— Это я сделал, — сказал Клинг.
— Мне нужно будет запротоколировать ваши объяснения.
— Ты останься тут с ними, — сказал Мейер Клингу, — а я постараюсь побыстрее добраться до больницы. Может быть, этот сукин сын захочет перед смертью сделать последнее заявление.
“Я не собирался убивать ее. Она очень радовалась, когда я пришел, все время смеялась и шутила, потому что воображала, что ей удалось соскочить с иглы.
Я сказал ей, что она просто дура и что у нее ничего из этого не выйдет.
Последний укол я сделал себе в три часа дня и голова у меня уже раскалывалась. Я сказал ей, что мне нужны деньги на новый укол, а она вдруг объявляет, что впредь вообще не желает иметь никакого дела ни со мною, ни с Петрис — так зовут эту девчонку, с которой я сейчас живу. Да она просто не имела права так вести себя со мной, да особенно в то время, когда мне так срочно нужна была доза. Она же видела, что я готов был на стену лезть от муки, а сама сидела спокойно и попивала свой чаек со льдом. Она заявила, что больше не хочет содержать меня и не собирается тратить больше половины своих заработков на героин для меня. Я сказал ей, что она обязана это делать. Я из-за нее провел четыре года за решеткой в Солидад, и все из-за этой сучки, а теперь я — что, не могу получить с нее за это! Она сказала, что покончила со мной и мне подобными. Она сказала, что теперь она завязала навсегда. “Понимаешь ты, — сказала она. — Я бросила все это”!
Я умру, да? Я… Я взял… Я взял нож с ее подноса. Я не собирался убивать ее, просто мне срочно нужен был укол, неужели она не видела и не понимала этого? Господи, мы ведь так хорошо проводили с ней время. Я ударил ее ножом. Я не знаю сколько ударов ножом я ей нанес.
Я должен умереть, да? Там еще картина упала со стены — это мне хорошо запомнилось… Я забрал все деньги, которые лежали в ее записной книжке, там было четыре бумажки по десять долларов. Я выбежал из ее комнаты и бросил там где-то нож. Наверное, где-то в холле. Я так думаю, но точно не помню. Я еще сообразил, что на лифте мне нельзя спускаться, это я еще сообразил очень здорово. Поэтому я сразу побежал наверх и через чердак выбрался на крышу, а потом перелез на крышу соседнего дома и уже из него вышел на улицу. Я тогда купил на эти сорок долларов двадцать пакетиков. А потом мы с Петрис здорово накачались. Да, было очень здорово…

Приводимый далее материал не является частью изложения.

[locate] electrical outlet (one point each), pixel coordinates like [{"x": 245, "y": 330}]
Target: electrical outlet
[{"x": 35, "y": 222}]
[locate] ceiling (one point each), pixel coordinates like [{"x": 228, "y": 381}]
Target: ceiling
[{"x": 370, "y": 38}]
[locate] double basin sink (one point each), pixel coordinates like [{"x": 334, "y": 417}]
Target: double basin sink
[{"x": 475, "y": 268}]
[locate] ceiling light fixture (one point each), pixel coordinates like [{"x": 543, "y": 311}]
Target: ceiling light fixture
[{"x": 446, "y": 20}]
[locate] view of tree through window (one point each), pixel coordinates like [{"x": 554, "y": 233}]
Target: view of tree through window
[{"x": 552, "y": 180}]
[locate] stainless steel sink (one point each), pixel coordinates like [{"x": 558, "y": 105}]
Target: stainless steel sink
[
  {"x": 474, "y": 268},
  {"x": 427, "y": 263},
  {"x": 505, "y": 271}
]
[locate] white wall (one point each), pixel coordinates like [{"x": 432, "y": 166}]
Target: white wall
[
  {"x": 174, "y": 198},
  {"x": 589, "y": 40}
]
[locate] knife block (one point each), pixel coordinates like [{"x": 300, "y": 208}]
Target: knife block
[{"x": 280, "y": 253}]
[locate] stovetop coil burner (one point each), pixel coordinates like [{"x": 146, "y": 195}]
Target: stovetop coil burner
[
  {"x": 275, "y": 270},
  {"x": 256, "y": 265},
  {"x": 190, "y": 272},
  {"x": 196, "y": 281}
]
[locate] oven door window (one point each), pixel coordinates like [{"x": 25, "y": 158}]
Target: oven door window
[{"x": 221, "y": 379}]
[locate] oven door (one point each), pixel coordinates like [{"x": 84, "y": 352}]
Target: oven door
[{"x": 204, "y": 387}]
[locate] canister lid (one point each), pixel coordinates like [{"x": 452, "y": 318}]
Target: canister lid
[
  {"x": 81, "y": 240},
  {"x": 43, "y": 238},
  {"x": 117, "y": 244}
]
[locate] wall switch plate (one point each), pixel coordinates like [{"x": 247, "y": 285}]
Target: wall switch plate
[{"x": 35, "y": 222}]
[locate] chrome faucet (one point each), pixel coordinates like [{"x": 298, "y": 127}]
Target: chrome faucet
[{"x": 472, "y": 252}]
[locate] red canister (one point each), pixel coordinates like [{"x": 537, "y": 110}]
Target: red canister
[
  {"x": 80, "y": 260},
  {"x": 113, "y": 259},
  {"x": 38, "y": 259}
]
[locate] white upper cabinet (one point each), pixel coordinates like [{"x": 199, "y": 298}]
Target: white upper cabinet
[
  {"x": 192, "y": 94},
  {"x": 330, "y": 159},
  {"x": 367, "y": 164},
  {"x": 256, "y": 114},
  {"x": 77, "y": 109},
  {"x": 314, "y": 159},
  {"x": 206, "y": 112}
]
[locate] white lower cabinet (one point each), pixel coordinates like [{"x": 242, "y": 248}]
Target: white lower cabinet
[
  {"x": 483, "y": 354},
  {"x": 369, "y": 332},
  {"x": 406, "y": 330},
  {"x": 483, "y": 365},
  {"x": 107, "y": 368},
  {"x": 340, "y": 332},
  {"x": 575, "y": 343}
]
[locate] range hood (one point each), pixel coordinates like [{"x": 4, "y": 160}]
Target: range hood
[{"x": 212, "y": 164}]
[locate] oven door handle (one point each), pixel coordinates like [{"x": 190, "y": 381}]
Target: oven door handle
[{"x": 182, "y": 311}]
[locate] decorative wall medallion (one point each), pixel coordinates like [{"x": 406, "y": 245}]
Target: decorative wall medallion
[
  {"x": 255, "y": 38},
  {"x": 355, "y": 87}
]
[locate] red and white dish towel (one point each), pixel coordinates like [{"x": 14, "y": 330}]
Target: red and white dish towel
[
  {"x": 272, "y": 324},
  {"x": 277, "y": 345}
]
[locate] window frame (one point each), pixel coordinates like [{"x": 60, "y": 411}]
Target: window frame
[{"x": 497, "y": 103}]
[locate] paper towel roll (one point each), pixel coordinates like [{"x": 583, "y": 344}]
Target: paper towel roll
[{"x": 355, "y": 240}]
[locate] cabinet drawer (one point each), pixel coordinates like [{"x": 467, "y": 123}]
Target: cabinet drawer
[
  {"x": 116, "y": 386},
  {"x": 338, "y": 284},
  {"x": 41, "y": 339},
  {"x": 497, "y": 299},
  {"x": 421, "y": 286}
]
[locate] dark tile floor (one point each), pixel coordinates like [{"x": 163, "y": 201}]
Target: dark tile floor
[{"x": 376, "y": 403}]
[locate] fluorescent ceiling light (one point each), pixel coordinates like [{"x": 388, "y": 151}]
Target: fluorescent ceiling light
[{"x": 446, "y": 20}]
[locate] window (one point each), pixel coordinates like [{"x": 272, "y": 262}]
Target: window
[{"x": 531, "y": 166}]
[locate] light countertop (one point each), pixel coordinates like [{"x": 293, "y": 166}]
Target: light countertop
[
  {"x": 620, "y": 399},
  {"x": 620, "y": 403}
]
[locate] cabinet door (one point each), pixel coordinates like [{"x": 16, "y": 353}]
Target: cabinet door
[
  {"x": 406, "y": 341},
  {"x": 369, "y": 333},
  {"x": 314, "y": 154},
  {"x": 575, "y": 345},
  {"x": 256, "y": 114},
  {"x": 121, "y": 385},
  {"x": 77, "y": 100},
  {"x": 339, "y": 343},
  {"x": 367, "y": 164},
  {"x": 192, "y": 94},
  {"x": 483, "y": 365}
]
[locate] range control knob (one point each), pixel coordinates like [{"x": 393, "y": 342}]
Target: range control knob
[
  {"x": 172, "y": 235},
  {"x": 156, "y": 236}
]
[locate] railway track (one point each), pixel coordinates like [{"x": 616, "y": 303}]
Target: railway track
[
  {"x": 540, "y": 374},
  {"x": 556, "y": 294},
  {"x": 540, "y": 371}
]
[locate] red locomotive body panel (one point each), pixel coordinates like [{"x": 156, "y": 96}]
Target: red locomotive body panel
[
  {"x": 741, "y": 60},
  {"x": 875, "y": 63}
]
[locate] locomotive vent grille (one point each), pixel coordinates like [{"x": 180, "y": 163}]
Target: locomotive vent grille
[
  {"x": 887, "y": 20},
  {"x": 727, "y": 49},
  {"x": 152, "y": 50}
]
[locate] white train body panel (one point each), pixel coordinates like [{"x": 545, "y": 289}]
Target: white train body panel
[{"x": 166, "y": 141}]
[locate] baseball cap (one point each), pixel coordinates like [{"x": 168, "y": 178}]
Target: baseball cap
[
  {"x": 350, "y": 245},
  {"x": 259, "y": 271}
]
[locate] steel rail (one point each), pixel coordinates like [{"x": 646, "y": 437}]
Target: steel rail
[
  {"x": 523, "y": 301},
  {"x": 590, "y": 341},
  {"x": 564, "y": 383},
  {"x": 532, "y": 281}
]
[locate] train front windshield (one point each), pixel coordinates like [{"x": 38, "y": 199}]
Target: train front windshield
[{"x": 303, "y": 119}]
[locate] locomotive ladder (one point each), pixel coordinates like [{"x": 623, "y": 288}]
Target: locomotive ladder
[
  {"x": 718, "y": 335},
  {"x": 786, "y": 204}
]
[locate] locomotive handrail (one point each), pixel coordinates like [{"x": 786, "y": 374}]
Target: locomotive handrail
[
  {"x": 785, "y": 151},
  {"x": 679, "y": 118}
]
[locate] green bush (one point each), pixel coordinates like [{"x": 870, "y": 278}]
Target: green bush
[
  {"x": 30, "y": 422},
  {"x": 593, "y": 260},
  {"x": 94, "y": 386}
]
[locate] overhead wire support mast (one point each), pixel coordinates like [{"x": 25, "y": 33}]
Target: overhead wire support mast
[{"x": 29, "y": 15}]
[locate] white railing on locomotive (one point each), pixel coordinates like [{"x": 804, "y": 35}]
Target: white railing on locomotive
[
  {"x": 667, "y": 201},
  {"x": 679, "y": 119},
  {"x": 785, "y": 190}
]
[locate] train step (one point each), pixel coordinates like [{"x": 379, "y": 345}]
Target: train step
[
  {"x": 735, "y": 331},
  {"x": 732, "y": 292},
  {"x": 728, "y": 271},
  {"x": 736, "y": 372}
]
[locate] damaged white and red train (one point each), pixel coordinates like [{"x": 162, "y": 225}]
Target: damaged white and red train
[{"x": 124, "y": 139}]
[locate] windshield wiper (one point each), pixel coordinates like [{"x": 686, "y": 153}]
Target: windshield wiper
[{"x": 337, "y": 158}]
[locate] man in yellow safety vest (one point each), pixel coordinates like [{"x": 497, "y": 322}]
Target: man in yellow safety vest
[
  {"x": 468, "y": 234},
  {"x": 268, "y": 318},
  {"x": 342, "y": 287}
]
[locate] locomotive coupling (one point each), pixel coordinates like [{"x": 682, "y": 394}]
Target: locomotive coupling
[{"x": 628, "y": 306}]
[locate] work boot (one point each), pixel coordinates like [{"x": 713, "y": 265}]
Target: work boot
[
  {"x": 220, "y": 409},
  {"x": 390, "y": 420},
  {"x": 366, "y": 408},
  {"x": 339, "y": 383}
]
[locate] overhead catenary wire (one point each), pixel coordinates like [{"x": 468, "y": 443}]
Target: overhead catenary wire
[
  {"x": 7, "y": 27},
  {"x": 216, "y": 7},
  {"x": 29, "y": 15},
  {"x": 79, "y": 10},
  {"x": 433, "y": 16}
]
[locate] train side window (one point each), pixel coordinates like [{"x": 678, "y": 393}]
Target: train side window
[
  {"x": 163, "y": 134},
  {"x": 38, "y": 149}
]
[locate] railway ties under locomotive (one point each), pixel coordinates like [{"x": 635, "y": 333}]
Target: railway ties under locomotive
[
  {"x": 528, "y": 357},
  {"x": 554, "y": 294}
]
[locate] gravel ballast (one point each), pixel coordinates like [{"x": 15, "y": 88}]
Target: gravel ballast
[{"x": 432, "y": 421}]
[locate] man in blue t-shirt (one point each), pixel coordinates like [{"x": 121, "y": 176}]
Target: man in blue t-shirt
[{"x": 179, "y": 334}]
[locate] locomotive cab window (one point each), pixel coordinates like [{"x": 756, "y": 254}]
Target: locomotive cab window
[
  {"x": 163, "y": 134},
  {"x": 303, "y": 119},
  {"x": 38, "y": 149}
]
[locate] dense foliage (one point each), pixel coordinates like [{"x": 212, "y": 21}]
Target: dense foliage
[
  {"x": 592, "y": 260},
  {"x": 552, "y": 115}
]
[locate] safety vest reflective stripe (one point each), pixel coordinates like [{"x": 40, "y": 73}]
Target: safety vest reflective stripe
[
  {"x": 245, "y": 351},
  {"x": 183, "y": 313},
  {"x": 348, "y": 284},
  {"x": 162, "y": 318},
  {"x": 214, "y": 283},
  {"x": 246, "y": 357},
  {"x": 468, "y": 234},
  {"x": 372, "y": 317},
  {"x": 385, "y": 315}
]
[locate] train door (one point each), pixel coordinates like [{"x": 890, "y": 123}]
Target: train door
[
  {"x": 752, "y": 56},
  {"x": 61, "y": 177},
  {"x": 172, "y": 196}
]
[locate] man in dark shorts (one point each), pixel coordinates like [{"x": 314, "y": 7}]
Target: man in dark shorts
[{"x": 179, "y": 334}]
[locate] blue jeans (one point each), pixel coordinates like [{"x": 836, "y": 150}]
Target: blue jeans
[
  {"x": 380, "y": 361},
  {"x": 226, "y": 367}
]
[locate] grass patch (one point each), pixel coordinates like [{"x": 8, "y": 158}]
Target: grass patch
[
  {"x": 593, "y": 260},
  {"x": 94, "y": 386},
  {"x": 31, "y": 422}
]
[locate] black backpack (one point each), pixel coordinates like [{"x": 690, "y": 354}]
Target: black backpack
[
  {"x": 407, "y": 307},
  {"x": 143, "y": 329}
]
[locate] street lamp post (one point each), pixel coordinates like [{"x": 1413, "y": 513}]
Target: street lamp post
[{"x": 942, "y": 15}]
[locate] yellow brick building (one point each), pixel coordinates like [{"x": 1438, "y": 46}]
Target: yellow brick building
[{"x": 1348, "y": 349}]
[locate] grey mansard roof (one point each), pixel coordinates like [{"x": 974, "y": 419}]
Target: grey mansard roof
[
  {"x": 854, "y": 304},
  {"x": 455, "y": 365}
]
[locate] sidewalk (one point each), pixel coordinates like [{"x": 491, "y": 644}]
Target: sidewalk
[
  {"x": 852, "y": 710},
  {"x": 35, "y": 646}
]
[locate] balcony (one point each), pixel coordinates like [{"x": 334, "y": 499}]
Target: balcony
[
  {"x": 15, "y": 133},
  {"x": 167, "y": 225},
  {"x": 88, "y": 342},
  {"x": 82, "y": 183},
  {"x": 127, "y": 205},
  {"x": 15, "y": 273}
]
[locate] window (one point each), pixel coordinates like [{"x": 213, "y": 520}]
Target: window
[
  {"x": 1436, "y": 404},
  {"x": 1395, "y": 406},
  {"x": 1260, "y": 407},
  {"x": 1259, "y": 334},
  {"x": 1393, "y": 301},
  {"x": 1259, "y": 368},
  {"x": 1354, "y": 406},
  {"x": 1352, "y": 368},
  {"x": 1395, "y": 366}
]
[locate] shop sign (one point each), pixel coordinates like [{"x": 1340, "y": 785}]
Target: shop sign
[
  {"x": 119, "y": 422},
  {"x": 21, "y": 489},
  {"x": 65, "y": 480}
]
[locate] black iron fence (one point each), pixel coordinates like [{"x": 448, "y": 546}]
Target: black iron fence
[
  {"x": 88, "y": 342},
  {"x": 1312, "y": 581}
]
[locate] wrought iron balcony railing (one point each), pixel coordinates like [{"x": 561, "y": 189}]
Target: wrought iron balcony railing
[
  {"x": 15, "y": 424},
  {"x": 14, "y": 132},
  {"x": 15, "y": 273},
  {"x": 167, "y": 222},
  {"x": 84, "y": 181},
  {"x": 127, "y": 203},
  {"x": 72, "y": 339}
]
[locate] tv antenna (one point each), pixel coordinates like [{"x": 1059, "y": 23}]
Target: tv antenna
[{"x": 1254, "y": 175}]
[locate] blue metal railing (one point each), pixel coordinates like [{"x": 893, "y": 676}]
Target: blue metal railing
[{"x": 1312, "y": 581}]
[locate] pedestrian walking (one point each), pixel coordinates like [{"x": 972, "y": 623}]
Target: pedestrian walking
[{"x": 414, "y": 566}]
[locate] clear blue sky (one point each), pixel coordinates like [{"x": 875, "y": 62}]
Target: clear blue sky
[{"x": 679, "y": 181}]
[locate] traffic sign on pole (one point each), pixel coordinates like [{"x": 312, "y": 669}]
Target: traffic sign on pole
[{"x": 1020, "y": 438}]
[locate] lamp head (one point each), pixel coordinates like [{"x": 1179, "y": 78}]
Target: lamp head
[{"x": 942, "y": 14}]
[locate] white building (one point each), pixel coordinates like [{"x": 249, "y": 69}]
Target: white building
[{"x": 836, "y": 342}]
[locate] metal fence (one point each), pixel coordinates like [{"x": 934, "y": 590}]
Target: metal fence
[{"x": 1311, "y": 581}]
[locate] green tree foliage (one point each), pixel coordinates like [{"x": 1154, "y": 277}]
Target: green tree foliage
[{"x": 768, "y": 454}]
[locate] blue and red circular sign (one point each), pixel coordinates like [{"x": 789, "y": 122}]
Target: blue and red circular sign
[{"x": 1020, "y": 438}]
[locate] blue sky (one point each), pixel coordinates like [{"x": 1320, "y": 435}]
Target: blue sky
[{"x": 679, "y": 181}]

До сегодняшнего дня я просто не знал, что Тинкин ребенок находился тогда в квартире, потому что только сегодня вечером Петрис случайно включила эту чертову говорящую куклу.
Если бы я тогда знал, что девочка сидит в соседней комнате, я, может быть, убил бы и ее”.
Фритц Шмидт так никогда и не подписал продиктованного им признания, потому что он умер ровно через семь минут после того, как сделавший запись полицейский принялся перепечатывать текст.
Лейтенант стоял в стороне, пока двое полицейских из отдела убийств проводили дознание Клинга. Они посоветовали ему воздержаться от всяких заявлений до приезда Бернса, а теперь, когда он наконец появился здесь, приступили к привычной процедуре. Казалось, что Клинг просто не может перестать плакать. Этим обстоятельством он приводил их в немалое смущение — подумать только, взрослый мужик, полицейский, что ни говори, а тут просто разревелся. Глядя на лицо Клинга, Бернс решил просто помолчать.
Полицейских из отдела убийств звали Карпентером и Колхауном. Они были очень похожи друг на друга. Бернс подумал, что он еще ни разу в жизни не встречал работающих парами полицейских из этого отдела, которые не выглядели бы как пара близнецов. А может, это, так сказать, марка этой их довольно необычной профессии, решил он. Время от времени он поглядывая на них, он вдруг понял, что никак не может запомнить, кто из них Карпентер, а кто — Колхаун. Даже голоса их звучали совершенно одинаково.
— Давайте начнем по порядку — ваше имя, фамилия, звание и номер жетона, — сказал Карпентер.
— Бертран Клинг, детектив третьего разряда, жетон номер 74579.
— Какого участка? — спросил Колхаун.
— Восемьдесят седьмой участок полиции, — он все еще продолжал всхлипывать, а слезы непрерывно катились по его щекам.
— Выражаясь технически, вы совершили убийство, Клинг.
— Но это убийство оправданное, — сказал Колхаун.
— Не влекущее за собой ответственности, — поправил его Карпентер.